George Choundas
Fun with Peter

12/03/05   Peter is born.

03/15/09   Peter and I walk to the playground down the street and hop onto the swings. We bore quickly of rote pendulum motion. We invent Battleswing, a martial-themed game that awards a point each time a player—er, warrior—succeeds in touching his foot against the opponent swinging alongside him, so long as foot contact is made with the other’s legs above the knees (lower legs are too accessible and gut the game of challenge) or with the front or back of his trunk. Safety is paramount: contact with head, neck, or arms is prohibited; holding on with both hands is mandatory.

I learn three things.
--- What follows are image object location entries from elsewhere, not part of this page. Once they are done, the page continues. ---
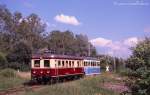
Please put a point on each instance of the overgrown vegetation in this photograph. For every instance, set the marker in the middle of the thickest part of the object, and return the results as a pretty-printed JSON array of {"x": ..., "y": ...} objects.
[
  {"x": 87, "y": 86},
  {"x": 139, "y": 68},
  {"x": 9, "y": 79}
]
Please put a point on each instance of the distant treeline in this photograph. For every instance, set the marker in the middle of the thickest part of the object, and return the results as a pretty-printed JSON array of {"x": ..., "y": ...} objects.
[{"x": 21, "y": 36}]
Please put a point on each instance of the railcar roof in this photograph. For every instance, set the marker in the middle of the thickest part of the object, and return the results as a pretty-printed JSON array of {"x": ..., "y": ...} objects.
[{"x": 54, "y": 56}]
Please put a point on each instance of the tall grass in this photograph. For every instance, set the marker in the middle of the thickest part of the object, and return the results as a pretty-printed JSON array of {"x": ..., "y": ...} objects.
[
  {"x": 9, "y": 79},
  {"x": 86, "y": 86}
]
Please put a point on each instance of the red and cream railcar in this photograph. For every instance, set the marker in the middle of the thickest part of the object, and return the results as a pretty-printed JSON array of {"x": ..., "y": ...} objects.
[{"x": 48, "y": 67}]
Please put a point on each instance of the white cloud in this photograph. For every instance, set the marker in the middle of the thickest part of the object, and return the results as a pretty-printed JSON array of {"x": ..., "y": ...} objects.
[
  {"x": 102, "y": 42},
  {"x": 67, "y": 19},
  {"x": 147, "y": 29},
  {"x": 115, "y": 48},
  {"x": 131, "y": 41}
]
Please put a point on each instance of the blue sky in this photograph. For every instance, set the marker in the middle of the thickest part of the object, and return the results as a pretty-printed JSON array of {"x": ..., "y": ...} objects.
[{"x": 111, "y": 25}]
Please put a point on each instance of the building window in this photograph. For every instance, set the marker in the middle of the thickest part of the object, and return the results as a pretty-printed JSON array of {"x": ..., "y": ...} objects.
[
  {"x": 36, "y": 63},
  {"x": 46, "y": 63}
]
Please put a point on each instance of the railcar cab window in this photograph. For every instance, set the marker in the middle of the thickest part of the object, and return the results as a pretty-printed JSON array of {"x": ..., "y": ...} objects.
[
  {"x": 36, "y": 63},
  {"x": 46, "y": 63}
]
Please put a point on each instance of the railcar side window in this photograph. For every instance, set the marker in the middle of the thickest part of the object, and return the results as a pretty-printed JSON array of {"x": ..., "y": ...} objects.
[
  {"x": 63, "y": 63},
  {"x": 59, "y": 63},
  {"x": 66, "y": 63},
  {"x": 36, "y": 63},
  {"x": 73, "y": 64},
  {"x": 77, "y": 63},
  {"x": 46, "y": 63}
]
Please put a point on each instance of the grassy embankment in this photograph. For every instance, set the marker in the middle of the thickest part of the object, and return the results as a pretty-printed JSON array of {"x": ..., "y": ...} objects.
[
  {"x": 10, "y": 79},
  {"x": 86, "y": 86}
]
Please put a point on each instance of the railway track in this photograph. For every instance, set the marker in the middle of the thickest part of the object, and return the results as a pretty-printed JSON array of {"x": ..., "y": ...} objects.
[{"x": 18, "y": 89}]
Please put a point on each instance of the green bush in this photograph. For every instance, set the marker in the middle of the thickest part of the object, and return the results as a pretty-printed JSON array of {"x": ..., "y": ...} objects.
[
  {"x": 139, "y": 65},
  {"x": 3, "y": 61}
]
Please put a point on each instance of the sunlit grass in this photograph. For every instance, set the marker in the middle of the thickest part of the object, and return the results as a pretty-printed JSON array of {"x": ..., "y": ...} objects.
[
  {"x": 86, "y": 86},
  {"x": 9, "y": 79}
]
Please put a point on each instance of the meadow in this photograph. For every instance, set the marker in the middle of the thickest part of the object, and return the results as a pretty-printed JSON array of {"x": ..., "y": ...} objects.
[{"x": 92, "y": 85}]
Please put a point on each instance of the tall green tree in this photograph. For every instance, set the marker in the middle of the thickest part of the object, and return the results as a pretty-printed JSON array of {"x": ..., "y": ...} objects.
[{"x": 139, "y": 68}]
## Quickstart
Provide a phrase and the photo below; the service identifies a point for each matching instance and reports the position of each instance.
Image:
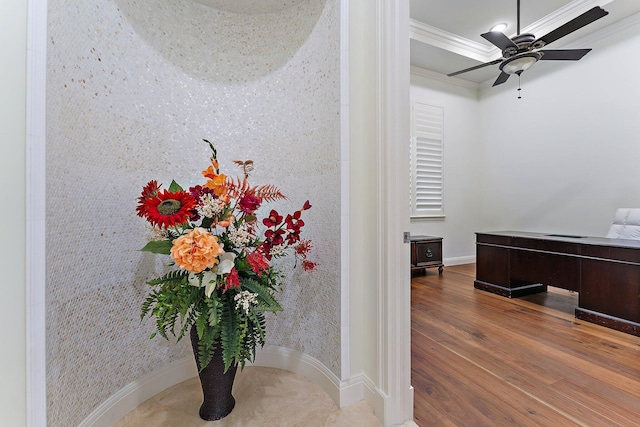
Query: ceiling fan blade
(501, 79)
(571, 26)
(563, 54)
(499, 39)
(486, 64)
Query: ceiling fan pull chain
(519, 97)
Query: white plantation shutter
(426, 160)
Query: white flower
(226, 263)
(240, 237)
(210, 207)
(244, 299)
(206, 278)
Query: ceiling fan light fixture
(519, 63)
(499, 27)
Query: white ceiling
(445, 34)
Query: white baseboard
(343, 393)
(459, 260)
(135, 393)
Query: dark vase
(216, 384)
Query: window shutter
(426, 160)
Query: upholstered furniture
(626, 224)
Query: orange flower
(196, 251)
(216, 182)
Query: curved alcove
(221, 41)
(251, 7)
(132, 89)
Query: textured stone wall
(132, 89)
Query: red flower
(257, 262)
(167, 208)
(274, 237)
(309, 265)
(294, 223)
(149, 191)
(232, 280)
(249, 203)
(303, 248)
(273, 220)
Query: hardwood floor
(483, 360)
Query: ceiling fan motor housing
(523, 43)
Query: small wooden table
(426, 252)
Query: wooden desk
(605, 272)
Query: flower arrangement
(222, 282)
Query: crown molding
(561, 16)
(428, 34)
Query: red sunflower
(167, 208)
(149, 191)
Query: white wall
(462, 170)
(561, 159)
(565, 156)
(13, 48)
(363, 126)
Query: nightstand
(426, 252)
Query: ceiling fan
(520, 52)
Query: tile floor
(265, 397)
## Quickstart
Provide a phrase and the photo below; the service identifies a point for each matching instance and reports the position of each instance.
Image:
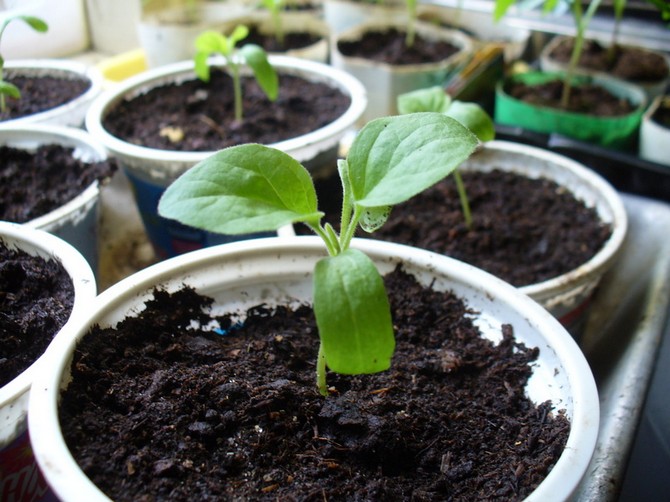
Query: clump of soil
(524, 230)
(160, 410)
(39, 94)
(628, 63)
(36, 299)
(389, 47)
(34, 183)
(586, 98)
(198, 116)
(292, 40)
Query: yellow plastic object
(119, 67)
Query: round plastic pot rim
(92, 73)
(639, 101)
(30, 135)
(458, 38)
(608, 253)
(65, 476)
(300, 147)
(48, 246)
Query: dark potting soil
(628, 63)
(524, 230)
(389, 47)
(39, 94)
(294, 40)
(198, 116)
(33, 183)
(591, 99)
(159, 411)
(36, 299)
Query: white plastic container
(276, 270)
(71, 113)
(20, 478)
(76, 221)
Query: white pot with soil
(655, 131)
(21, 479)
(77, 219)
(306, 35)
(151, 170)
(385, 81)
(278, 271)
(68, 90)
(631, 64)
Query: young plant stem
(237, 90)
(463, 197)
(581, 21)
(321, 383)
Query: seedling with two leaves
(214, 43)
(254, 188)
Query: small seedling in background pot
(254, 188)
(214, 43)
(7, 89)
(275, 7)
(471, 115)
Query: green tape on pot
(614, 132)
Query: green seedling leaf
(472, 116)
(431, 99)
(394, 158)
(242, 189)
(353, 314)
(265, 74)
First, at the playground that day, I learn that three-year-olds lack the neural pathways to distinguish between foot contact and kicking. Second, in bed the next morning, I discover a sullen bruise at the center of my lower back, the very place where birthing mothers sometimes experience bruising from epidurals. Mothers pay with their bodies through parturition, it seems, and fathers after.

Third, at the same playground six months later, it dawns on me—as multiple mothers shoot aren’t-we-setting-a-bad-example looks in my direction—that if safety were really paramount, there would be no such thing as Battleswing.

02/10/10   It snows eight inches. I shovel, Peter plays. Once I finish, we drift onto the front lawn. It is a mattress of snow. I point at two trees, ask Peter if he remembers using them once as a soccer goal (he does), and propose I curl up like a ball and he try to kick me through the snowfield into the goal. He likes this idea; it involves kicking and/or foot contact. I like this idea; it involves the madcap spontaneity that commercials for credit cards and cruise lines suggest middle-aged suburbanite fathers should be exhibiting more often. Peter scores two goals. It is great fun. Until he kicks me in the penis. It gets dark suddenly, for reasons having nothing to do with the sun.

10/11/13   It’s Friday before Columbus Day Weekend. Peter has the day off from school, so I take a vacation day myself. We put on shorts and bring his bicycle and my waveboard to the playground and play Cops & Robbers. As I chase him, tottering atop what is essentially a two-wheeled skateboard, Peter turns his bicycle into me rather than away from me, and at speed. I have two choices and one moment to make them:

(1) bail from the waveboard and get out of the way to minimize the impact but thereby run the risk that he catches his front tire on my abandoned waveboard and catapults over the handlebars, or

(2) stand my ground and absorb the impact by grabbing those handlebars.

I choose the latter, because I am a father. But immediately I realize I have overlooked the downside risk of this second option, which in fact materializes now: the bicycle’s underworks barge into my right leg, the chain wheel bites into the shin, and the serrated metal leaves a wound that gapes wide under a grinning flap of flesh.

I probably need stitches. I tape the thing instead. I tell Peter I’ll bear the scar forever as a reminder of the time he ran his father over. “You mean the first time I ran my father over,” he says.

Is this idle smartassery? Or is it a threat? I don’t know. But I have recorded it here, for public dissemination, in case the latter and I cannot give witness.

The scar—I still have it—is the shape of a letter J. Part of me sees it on its side and imagines it is a graph showing the necessarily dwindling number of memories I’ll make with my son over time. (Look, here’s where he leaves for college. And that point there—that’s where he gets the job in Guangzhou.)

More often I see it upright. More often I decide it stands for joy.

Today Peter is twelve. He can lift his mother and carry her through the house. His forearms are thicker than mine.

I still give him options, sure, every weekend. Lately they are limited to Xbox or chess.